I did find a yokogawa transmitter on ebay for $65 that accepts most standard probes.

[Zoaelite]

Hmmm, I was more leaning towards the point that the calcium bicarbonate would precipitate onto the impeller itself causing dysfunction.

I must be wrong if Steve had no problems with abiotic precipitation via supersaturation though.

[sphelps]

Quote:

Originally Posted by Zoaelite

Hmmm, I was more leaning towards the point that the calcium bicarbonate would precipitate onto the impeller itself causing dysfunction.

I must be wrong if Steve had no problems with abiotic precipitation via supersaturation though.

I just didn't have issues with what I was doing, using different volumes or salt might change things. I know precipitation will occur eventually at some point, I just never reached that point.

[Zoaelite]

Sounds like its time for a science experiment !

[Seth81]

Quote:

Originally Posted by Zoaelite

Hmmm, I was more leaning towards the point that the calcium bicarbonate would precipitate onto the impeller itself causing dysfunction.

I must be wrong if Steve had no problems with abiotic precipitation via supersaturation though.

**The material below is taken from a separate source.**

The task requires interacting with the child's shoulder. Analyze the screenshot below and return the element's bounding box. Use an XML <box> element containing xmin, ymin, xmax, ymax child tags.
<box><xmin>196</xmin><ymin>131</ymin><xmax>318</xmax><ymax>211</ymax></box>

Well I doubt it would be a problem for most pumps, but to be sure a positive displacement pump (such as a dosing pump) could be used to guarantee that precipitate wouldn't be an issue. Which would also help to ensure a good slow mixing of the solutions too. BRS sells a 50 ml/min dosing pump, based on a 7:1 ratio of RO to SSW water the dosing pump would need to be on for 3.5 hours to make up 20 gallons, which isn't too bad I think.

[sphelps]

Dosing pumps clog up from participate all the time, it really doesn't take much. Even if you get participate I don't think a standard centrifugal pump will have any issues. Another idea is to eliminate the pump in the saturated tank and add an overflow from the saturated tank to the saltwater tank. To add saturated solution to the SW tank you pump water from the RO to the saturated which in turn overflows into the SW tank. Use a small power head in the saturated tank to keep things moving. Similar to what posted before except the sump is another holding tank for additional mixing prior to being moved into the aquarium, personally I still don't see the need for the extra step but these types of systems have to make sense to the owner more than anyone else.